The change in orientation will also effectively increase the minimum size to 3 3⁄16.
DMF also proposed a conch fishing moratorium between July 26 and Sept. 6, during which time all gear would be removed from the water. The intention of the proposal is to reduce the take during late-summer spawning and to reduce sea turtle entanglements, which peak during that time.
Fishermen expressed concern that draggers would churn up the bottom if they knew their pots would not interfere.
Prior to the start of the public hearing, DMF director David Pierce said that while on vacation on Martha’s Vineyard last year, he picked up a copy of The MV Times and read the Sept. 7 story, “Squid trawlers leave a wake of death south of Martha’s Vineyard” that described the miles of dead by-catch — mostly squid and scup — left behind by squid trawlers operating just outside the three-mile state limit south of Martha’s Vineyard.
Mr. Pierce said that DMF was aware of the issues raised in the story.
“It’s an issue that’s near and dear to my heart,” he said. “I took it very seriously.”
He said in October, Nantucket selectmen had submitted a “mobile gear petition” that requested several measures to reduce the damage done to fish stocks by squid trawlers.
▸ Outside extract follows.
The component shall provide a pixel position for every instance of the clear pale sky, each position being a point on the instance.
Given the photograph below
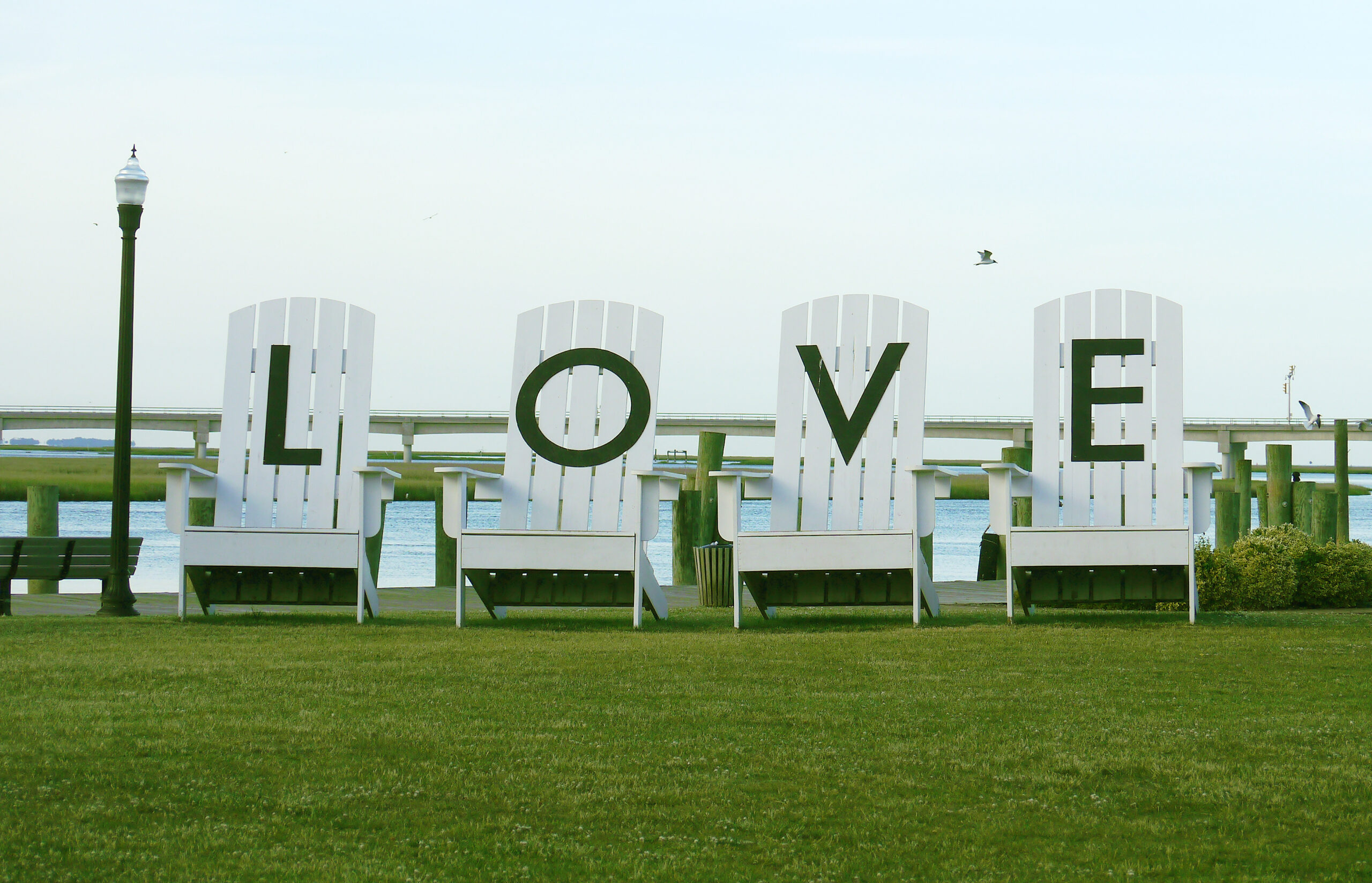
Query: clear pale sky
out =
(712, 162)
The petition claimed the trawlers were depleting squid and finfish stocks, disrupting the squid spawning cycle, and impacting recreational fishing. The petition requested a regulatory closure of waters surrounding Nantucket to squid trawlers between May 1 and Oct. 3, asked for a minimum 1⅞ inch mesh size for squid trawl nets in all state waters, and a prohibition of net strengtheners, which allow for bigger hauls while reducing mesh size.
“I asked my staff to put their heads together to look at the data relevant to the issues made by the petitioners,” Mr. Pierce said. “After the analysis, the staff found that some of these claims are not supported by available science. Also, the remedies proposed by Nantucket would not have adequately addressed those concerns.”
Mr. Pierce said the DMF doesn’t control the waters outside the 3-mile state limit, where most of the squid trawling is done.
“After getting the analysis from my staff, I decided I could not support Nantucket’s request,” he said. “I’m not going to recommend this for the public hearing, but this is such a controversial issue and it’s gathered so much attention that I thought it should be brought up so we can get the opinions of people on Martha’s Vineyard and Nantucket.”